Worldfocus producer Christine Kiernan writes about the reaction to the recently-released report on the Russia-Georgia war.
This week, the European Union released its long-awaited report on the five-day-war that broke out between Russia and Georgia in August 2008. The conclusions — the result of a ten-month-long mission to investigate the conflict’s origins led by Swiss diplomat Heidi Tagliavini — were mixed. The report cites as the immediate cause “the shelling by Georgian forces of the capital of the secessionist province of South Ossetia, Tskhinvali, on Aug. 7.”
However, it also acknowledges that Russia had made preparations for armed hostilities by moving paramilitary forces into the Russian-backed republic, and that the shelling was only the “culminating point of a long period of increasing tensions, provocations, and incidents.” The report concludes that all sides violated international humanitarian and human rights laws and warns that the conflict in Georgia continues to threaten peace in the region.
Not surprisingly, both Russia and Georgia seemed to interpret the report’s findings in their own favor. Russian officialdom and media expressed satisfaction, more or less, over the commission’s findings, highlighting as the main conclusion the fact that Georgia started the war. The Russian press secretary said “we can only welcome the said conclusion.”
A headline in the “Gazeta” newspaper read: “The Russian Kremlin and Ministry of Defense welcomed the EU commission’s conclusion that Georgia began the war in South Ossetia.” The article noted that Russia’s ambassador to the European Commission, Vladimir Chizhov, deemed the report “Pro-Russian.” Russia’s ambassador to NATO, Dmitry Rogozin, said it was about time the truth came out; the Echo Moscow radio station quoted him as saying Western politicians owed Russia an apology.
You can read an official reaction on the Russian Ministry of Internal Affairs’ Web site. There is little mention of the finding of Russian responsibility for ethnic cleansing and of disproportionate use of force by the Russian side, or the report’s refusal to recognize South Ossetia and Abkhazia as independent entities.

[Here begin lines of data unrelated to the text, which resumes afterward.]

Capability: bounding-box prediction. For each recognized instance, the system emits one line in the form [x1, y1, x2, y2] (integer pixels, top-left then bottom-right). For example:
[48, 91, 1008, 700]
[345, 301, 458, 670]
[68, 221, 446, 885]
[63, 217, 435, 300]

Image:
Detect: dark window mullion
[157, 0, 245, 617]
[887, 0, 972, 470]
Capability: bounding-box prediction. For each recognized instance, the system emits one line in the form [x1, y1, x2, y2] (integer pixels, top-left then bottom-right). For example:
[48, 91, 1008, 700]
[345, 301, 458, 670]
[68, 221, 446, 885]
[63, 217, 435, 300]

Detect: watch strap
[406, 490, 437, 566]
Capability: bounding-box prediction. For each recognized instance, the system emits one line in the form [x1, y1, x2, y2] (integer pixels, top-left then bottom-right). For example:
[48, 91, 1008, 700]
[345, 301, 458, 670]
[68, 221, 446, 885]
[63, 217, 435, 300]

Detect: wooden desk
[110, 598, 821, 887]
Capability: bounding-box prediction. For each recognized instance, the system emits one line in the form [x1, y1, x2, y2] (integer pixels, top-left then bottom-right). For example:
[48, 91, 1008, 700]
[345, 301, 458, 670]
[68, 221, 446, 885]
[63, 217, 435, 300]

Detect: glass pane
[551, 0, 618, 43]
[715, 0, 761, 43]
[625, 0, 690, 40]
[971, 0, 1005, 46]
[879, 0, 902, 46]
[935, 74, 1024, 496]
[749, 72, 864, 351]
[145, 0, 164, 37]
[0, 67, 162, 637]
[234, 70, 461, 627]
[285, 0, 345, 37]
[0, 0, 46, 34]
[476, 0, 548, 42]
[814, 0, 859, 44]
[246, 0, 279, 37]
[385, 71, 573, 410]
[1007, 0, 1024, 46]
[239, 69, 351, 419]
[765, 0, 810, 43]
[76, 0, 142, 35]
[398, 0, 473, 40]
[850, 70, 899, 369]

My ability to interpret Georgian reaction is limited. But I did come across an English-language version of an official statement issued by the Georgian government. The Georgian government’s takeaway: “Almost all of the facts in the report confirm the Georgian version of events.” The government’s statement failed to mention that the EU mission put responsibility for the immediate commencement of shelling on Georgia. Instead, it stressed the report’s finding that Georgian civilians and peacekeepers were under attack, on Georgian soil, before August 7, and cited the “most important fact documented by the Commission [...] that regular armed Russian forces and mercenaries illegally crossed into Georgia before August 8, 2009.”
Will the report’s release change anything? Probably not. Both Russia and Georgia will continue to adhere to their own version of events and blame the other side. My main takeaway comes from an editorial written by mission-head Tagliavini and published in Wednesday’s New York Times. In it, she focuses not on “whodunit;” instead, she raises the question of what responsibility the international community bears for failing to prevent the conflict. Are there actions Georgia’s and Russia’s neighbors could have taken to avoid the escalation of tensions? Did the involvement of outside powers harden positions, as Tagliavini claims, rather than build common ground? What is the role of the international community at large in deterring conflicts that arise between nation-states? Perhaps it is questions like these that merit further investigation.